The billionaire developer who has shaped the Las Vegas Strip offered that advice Tuesday night to a crowd gathered for the gambling industry's annual G2E Global Gaming Expo.
The industry has been rattled by troubles in Atlantic City. Four casinos have closed there this year, eliminating 8,000 casino jobs.
Competition has grown fierce as more states have legalized casino gambling. Industry leaders say an emphasis on non-gambling revenue sources including restaurants, shopping and entertainment is what will win the day for the industry.
"It was never the slot machines," he said. "The machines have no power unto themselves."
Finding those machines or table games is less of a challenge than it used to be as more casinos open across the country
"It's about things that give people a chance to live big," Wynn said. That's why they come to Las Vegas, he said. "If you give it to 'em, you're going to be OK."
Wynn listed some of his casino-hotel developments over the years — the Golden Nugget in downtown Las Vegas, Mirage Hotel and Casino, Bellagio and Encore — that all carried a similar business lesson: visitors spent more outside the casino floor than they did on it. Not to say they didn't make significant wagers on table games and slot machines according to the gambling revenue figures Wynn also listed.

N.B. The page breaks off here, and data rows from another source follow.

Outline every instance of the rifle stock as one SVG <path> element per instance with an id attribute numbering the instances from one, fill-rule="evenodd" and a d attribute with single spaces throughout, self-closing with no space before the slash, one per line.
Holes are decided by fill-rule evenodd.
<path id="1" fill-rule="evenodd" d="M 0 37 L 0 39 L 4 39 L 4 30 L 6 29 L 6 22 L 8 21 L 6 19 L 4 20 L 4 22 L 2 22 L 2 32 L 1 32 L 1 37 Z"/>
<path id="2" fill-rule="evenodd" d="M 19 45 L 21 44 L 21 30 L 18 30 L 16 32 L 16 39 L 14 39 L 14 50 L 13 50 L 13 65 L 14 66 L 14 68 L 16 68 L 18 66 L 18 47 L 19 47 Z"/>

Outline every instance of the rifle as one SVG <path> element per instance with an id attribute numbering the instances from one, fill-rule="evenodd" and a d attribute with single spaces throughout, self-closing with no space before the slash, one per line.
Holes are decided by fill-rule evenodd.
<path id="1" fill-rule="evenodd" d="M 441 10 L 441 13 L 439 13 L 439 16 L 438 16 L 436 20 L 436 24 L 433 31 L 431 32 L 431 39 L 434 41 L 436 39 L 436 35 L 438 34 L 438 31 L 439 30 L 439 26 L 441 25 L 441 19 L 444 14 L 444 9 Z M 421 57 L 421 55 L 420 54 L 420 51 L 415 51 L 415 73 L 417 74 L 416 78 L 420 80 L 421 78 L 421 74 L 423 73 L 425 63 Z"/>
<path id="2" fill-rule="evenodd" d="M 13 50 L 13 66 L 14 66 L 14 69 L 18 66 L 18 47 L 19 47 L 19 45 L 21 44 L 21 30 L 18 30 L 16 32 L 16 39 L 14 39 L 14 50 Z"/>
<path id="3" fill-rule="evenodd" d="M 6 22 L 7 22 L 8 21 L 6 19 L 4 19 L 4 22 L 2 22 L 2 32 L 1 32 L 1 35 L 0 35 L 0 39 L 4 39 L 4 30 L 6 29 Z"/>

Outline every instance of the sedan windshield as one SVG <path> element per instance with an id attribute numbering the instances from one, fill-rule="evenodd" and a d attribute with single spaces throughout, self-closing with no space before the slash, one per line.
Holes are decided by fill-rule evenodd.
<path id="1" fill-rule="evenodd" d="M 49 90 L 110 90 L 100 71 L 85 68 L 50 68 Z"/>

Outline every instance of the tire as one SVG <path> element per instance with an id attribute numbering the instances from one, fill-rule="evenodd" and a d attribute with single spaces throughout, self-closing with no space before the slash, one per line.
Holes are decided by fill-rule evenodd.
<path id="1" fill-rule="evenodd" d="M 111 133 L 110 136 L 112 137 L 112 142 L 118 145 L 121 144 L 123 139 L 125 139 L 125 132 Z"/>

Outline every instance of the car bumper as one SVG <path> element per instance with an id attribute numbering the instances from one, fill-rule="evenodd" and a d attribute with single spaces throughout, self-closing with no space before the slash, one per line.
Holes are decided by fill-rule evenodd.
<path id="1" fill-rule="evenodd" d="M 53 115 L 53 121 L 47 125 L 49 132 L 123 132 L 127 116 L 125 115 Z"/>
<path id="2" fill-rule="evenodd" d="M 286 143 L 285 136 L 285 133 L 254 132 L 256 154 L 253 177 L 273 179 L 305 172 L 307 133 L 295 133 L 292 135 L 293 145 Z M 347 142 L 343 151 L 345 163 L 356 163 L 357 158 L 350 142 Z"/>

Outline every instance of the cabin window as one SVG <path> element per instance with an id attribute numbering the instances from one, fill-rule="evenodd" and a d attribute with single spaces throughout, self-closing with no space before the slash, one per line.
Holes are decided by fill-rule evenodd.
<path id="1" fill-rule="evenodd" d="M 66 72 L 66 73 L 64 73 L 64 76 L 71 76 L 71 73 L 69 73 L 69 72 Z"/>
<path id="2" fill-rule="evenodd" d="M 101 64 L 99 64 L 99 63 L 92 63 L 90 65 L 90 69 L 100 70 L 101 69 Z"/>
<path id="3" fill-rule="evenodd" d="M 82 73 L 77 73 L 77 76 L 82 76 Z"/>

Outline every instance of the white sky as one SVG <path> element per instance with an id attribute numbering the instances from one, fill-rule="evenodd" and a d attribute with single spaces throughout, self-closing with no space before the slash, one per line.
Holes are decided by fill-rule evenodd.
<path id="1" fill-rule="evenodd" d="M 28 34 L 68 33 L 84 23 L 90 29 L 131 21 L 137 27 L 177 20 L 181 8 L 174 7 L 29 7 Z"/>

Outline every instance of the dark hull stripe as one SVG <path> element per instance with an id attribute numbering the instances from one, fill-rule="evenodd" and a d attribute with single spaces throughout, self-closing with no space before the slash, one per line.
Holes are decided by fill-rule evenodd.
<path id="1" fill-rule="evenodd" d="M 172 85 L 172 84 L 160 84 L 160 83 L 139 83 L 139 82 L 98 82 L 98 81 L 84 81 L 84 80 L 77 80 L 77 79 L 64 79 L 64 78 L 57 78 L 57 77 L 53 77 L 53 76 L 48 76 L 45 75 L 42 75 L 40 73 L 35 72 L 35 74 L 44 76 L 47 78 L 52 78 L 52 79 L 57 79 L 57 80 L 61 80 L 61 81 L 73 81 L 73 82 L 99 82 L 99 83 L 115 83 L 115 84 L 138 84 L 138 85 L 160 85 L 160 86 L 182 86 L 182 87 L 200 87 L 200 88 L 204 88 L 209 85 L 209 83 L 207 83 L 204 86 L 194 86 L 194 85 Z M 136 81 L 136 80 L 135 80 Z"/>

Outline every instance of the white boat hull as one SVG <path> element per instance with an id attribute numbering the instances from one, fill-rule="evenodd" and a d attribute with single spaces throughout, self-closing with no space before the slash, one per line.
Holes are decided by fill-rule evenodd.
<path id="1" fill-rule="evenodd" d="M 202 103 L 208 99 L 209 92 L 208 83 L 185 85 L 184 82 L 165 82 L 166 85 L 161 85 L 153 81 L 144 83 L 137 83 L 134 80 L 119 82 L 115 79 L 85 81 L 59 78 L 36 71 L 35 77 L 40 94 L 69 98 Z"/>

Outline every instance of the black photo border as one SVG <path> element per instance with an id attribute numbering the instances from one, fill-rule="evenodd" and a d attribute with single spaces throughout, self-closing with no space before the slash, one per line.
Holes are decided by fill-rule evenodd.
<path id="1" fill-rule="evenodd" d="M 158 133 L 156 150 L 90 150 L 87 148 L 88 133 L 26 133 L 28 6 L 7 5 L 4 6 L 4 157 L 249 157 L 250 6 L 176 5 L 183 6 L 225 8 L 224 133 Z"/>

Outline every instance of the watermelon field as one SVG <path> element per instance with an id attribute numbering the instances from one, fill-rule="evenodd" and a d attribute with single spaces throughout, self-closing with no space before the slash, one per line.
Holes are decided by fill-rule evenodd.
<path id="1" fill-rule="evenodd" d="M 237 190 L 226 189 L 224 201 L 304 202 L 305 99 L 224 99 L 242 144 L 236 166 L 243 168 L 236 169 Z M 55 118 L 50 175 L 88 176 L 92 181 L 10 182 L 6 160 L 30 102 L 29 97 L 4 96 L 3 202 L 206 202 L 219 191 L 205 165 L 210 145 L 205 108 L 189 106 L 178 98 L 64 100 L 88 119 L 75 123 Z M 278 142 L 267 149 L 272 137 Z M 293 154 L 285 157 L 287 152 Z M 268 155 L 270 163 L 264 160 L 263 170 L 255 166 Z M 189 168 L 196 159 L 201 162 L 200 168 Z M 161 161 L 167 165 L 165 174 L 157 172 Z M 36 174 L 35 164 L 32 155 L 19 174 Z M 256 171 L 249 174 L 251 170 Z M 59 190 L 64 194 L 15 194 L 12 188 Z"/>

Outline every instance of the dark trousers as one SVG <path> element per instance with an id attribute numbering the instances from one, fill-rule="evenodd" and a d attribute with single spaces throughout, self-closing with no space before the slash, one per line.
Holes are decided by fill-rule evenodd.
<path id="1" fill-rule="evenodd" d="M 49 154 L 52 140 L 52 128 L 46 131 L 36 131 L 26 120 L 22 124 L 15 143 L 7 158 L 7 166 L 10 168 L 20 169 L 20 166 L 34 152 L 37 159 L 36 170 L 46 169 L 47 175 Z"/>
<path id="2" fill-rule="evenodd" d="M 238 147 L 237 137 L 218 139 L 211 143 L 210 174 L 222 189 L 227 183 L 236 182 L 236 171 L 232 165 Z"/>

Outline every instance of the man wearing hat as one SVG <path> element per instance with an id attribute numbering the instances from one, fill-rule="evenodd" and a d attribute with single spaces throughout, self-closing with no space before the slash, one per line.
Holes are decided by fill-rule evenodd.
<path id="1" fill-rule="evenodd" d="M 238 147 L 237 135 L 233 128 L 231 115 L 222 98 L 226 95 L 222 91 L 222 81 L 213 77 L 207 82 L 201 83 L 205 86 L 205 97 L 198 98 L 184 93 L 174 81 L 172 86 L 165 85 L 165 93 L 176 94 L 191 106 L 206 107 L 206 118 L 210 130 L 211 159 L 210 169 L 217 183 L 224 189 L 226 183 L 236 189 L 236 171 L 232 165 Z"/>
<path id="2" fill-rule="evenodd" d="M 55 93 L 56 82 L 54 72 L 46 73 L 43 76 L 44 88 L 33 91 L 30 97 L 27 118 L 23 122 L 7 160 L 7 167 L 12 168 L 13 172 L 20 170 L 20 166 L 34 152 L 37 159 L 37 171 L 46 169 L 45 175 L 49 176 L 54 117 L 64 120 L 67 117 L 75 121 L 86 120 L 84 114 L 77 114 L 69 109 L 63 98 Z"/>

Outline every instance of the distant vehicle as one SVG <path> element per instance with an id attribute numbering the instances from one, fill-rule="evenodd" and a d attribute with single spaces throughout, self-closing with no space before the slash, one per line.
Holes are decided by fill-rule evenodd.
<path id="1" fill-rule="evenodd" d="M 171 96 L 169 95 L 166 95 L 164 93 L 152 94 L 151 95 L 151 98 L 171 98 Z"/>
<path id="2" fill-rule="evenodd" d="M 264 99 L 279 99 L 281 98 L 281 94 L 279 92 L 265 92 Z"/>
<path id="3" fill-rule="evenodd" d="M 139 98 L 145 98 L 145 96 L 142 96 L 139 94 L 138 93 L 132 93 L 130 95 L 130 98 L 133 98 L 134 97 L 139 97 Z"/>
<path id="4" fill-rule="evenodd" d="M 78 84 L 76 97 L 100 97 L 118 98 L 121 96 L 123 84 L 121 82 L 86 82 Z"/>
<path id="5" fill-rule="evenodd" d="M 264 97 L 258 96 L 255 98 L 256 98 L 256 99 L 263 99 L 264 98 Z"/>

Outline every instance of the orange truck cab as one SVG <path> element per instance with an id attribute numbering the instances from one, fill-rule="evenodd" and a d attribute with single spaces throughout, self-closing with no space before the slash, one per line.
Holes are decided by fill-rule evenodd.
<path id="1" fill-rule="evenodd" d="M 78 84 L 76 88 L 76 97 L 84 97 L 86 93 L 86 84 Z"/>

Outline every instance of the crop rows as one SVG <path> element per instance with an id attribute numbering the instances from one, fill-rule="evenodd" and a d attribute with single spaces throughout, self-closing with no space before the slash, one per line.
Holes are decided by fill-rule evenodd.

But the casino developer was pointing out what industry leaders have been seeing elsewhere in regions where the gambling business is struggling. Without a unique experience to keep visitors coming back, whether it was for a free shrimp cocktail from the Golden Nugget or a first-of-its-kind fountain show at the Bellagio, a casino might just be a "box with slots" near another box with slots, he said.
Talking about his several hundred million dollar investment to build the Mirage, Wynn mentioned the hotel's man-made volcano that erupts nightly.
"We started putting things in front of the building that didn't have a cash register in front of them," he said.
Sheldon Adelson, the CEO and chair of Las Vegas Sands Corp., is scheduled to speak to the conference Wednesday night.